I. A Study in Scarlet (novel, 1887)
II. The Adventures of Sherlock Holmes
  • The Red-headed League, 1891
  • A Case of Identity, 1891
  • The Boscombe Valley Mystery, 1891
  • The Five Orange Pips, 1891
  • The Man with the Twisted Lip, 1891
  • The Blue Carbuncle, 1892
  • The Speckled Band, 1892
  • The Engineer’s Thumb, 1892
  • The Noble Bachelor, 1892
  • The Beryl Coronet, 1892
  • The Copper Beeches, 1892
  • A Scandal in Bohemia, 1891 (I plan to read this story the last in the book)
III. The Sign of the Four (novel, 1890)

IV. The Valley of Fear (novel, 1914-15)

(or read this novel between the stories from The Memoirs of Sherlock Holmes, but before The Final Problem)

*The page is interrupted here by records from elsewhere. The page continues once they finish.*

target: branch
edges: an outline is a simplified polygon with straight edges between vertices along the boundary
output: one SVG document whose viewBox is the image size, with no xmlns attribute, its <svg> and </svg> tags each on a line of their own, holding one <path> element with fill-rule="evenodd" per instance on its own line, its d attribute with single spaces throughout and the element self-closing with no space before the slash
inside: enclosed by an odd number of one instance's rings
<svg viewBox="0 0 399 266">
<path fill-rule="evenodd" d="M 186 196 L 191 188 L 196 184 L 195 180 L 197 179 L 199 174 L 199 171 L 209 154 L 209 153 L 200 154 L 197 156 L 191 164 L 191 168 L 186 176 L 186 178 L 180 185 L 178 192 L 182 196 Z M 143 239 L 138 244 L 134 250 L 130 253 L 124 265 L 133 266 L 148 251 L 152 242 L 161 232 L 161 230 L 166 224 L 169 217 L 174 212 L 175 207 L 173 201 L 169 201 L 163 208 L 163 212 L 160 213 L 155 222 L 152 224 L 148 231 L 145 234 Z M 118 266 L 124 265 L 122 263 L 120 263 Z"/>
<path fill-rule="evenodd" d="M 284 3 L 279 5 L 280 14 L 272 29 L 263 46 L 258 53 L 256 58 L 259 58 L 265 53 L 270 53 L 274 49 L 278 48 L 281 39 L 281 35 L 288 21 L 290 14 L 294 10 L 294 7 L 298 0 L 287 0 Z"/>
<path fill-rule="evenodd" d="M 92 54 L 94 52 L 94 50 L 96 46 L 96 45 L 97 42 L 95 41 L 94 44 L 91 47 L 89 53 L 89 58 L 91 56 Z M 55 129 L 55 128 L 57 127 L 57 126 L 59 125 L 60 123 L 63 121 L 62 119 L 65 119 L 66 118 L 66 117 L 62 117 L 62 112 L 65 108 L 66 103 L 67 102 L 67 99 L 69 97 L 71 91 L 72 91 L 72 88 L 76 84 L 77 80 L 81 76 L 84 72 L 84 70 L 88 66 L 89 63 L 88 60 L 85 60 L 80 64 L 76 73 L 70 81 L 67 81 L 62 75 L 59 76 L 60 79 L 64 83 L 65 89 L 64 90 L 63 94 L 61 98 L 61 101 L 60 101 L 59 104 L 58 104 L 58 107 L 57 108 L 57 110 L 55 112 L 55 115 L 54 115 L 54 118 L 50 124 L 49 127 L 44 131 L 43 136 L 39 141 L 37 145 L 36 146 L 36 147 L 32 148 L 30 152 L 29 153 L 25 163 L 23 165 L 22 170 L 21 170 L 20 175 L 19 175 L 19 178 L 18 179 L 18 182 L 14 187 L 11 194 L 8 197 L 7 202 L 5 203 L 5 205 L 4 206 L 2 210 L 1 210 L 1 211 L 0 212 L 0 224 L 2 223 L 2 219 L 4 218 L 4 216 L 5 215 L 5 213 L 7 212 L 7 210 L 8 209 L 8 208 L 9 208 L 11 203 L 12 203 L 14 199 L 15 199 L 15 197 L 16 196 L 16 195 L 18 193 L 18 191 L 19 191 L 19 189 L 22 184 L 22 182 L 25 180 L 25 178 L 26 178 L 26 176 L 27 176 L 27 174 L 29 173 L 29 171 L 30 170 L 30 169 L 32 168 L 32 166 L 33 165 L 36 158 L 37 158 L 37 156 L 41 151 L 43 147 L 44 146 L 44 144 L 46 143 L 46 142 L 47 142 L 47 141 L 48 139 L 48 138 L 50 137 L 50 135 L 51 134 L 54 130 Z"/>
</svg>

V. The Memoirs of Sherlock Holmes
  • Silver Blaze, 1892
  • The Yellow Face, 1893
  • The Stock-broker’s Clerk, 1893
  • The ‘Gloria Scott’, 1893
  • The Musgrave Ritual, 1893
  • The Reigate Squires, 1893
  • The Crooked Man, 1893
  • The Resident Patient, 1893
  • The Greek Interpreter, 1893
  • The Naval Treaty, 1893
  • The Final Problem, 1893
VI. The Return of Sherlock Holmes
  • The Empty House, 1903
  • The Norwood Builder, 1903
  • The Dancing Men, 1903
  • The Solitary Cyclist, 1903
  • The Priory School, 1904
  • Black Peter, 1904
  • Charles Augustus Milverton, 1904
  • The Six Napoleons, 1904
  • The Three Students, 1904
  • The Golden Pince-Nez, 1904
  • The Missing Three-Quarter, 1904
  • The Abbey Grange, 1904
  • The Second Stain, 1904
VII. The Hound of the Baskervilles (novel, 1901-02)
VIII. The Case-Book of Sherlock Holmes
  • The Illustrious Client, 1924
  • The Blanched Soldier, 1926
  • The Mazarin Stone, 1921
  • The Three Gables, 1926
  • The Sussex Vampire, 1924
  • The Three Garridebs, 1924
  • Thor Bridge, 1922
  • The Creeping Man, 1923
  • The Lion’s Mane, 1926
  • The Veiled Lodger, 1927
  • Shoscombe Old Place, 1927
  • The Retired Colourman, 1926
 IX. His Last Bow
  • Wisteria Lodge, 1908
  • The Cardboard Box, 1893
  • The Red Circle, 1911
  • The Bruce-Partington Plans, 1908
  • The Dying Detective, 1913
  • Lady Frances Carfax, 1911
  • The Devil’s Foot, 1910
  • His Last Bow, 1917

It is not, by any means, a strict reading order. I might mix things as I go, but if you are new to Sherlock Holmes stories or haven’t had a chance to read them all – I hope you find my little guide handy.